The pressure relief device can be fitted with contact unit(s) to provide a signal for circuit breaker(s) tripping circuits.
A drawback of the frangible disk is that the oil remaining in the tank is left exposed to the atmosphere after a rupture. This is avoided in a more effective device, the pressure relief valve, which opens to allow the discharge of oil if the pressure exceeds the pre-adjusted limit.
If the abnormal pressure is relatively high, this spring-controlled valve can operate within a few milliseconds and provide fast tripping when suitable contacts are fitted. The valve closes automatically as the internal pressure falls below a critical level.
Transformers with oil conservator(s) (expansion tank) often have an oil level monitor. Usually, the monitor has two contacts for alarm. One contact is for maximum oil level alarm and the other contact is for minimum oil level alarm.
The top-oil thermometer has a liquid thermometer bulb in a pocket at the top of the transformer. The thermometer measures the top-oil temperature of the transformer. The top-oil thermometer can have one to four contacts, which sequentially close at successively higher temperature.
The figure below shows the construction of a capillary-type top-oil thermometer, where the bulb is situated in a “pocket” surrounded by oil on top of the transformer. The bulb is connected to the measuring bellow inside the main unit via a capillary tube. The bellow moves the indicator through mechanical linkages, resulting in the operation of the contacts at set temperatures.
The top-oil temperature may be considerably lower than the winding temperature, especially shortly after a sudden load increase. This means that the top-oil thermometer is not an effective overheating protection.
However, where the policy towards transformers’ loss of life permits, tripping on top-oil temperature may be satisfactory. This has the added advantage of directly monitoring the oil temperature to ensure that it does not reach the flash temperature.
The winding thermometer, shown in the figure below, responds to both the top-oil temperature and the heating effect of the load current.
The winding thermometer creates an image of the hottest part of the winding. The top-oil temperature is measured with a similar method as introduced earlier. The measurement is further expanded with a current signal proportional to the loading current in the winding.
This current signal is taken from a current transformer located inside the bushing of that particular winding. This current is lead to a resistor element in the main unit. This resistor heats up, and as a result of the current flowing through it, it will in its turn heat up the measurement bellow, resulting in an increased indicator movement.
The temperature bias is proportional to the resistance of the electric heating (resistor) element.
The result of the heat run provides data to adjust the resistance and thereby the temperature bias.

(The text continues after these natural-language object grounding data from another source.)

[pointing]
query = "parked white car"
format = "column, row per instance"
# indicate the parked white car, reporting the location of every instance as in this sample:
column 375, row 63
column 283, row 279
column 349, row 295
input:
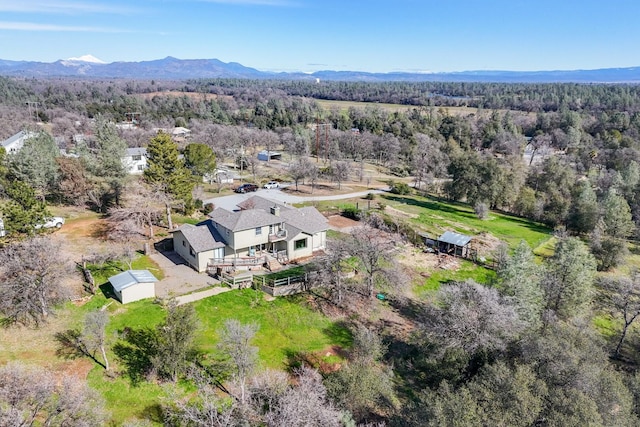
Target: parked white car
column 53, row 222
column 272, row 184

The bias should correspond to the difference between the hot-spot temperature and the top-oil temperature. The time constant of the heating of the pocket should match the time constant of the heating of the winding.
The temperature sensor then measures a temperature that is equal to the winding temperature if the bias is equal to the temperature difference and the time constants are equal.
With four contacts fitted, the two lowest levels are commonly used to start fans or pumps for forced cooling, the third level to initiate an alarm and the fourth step to trip load breakers or de-energize the transformer or both.
In case a power transformer is fitted with top-oil thermometer and winding thermometer, the latter one normally takes care of the forced cooling control.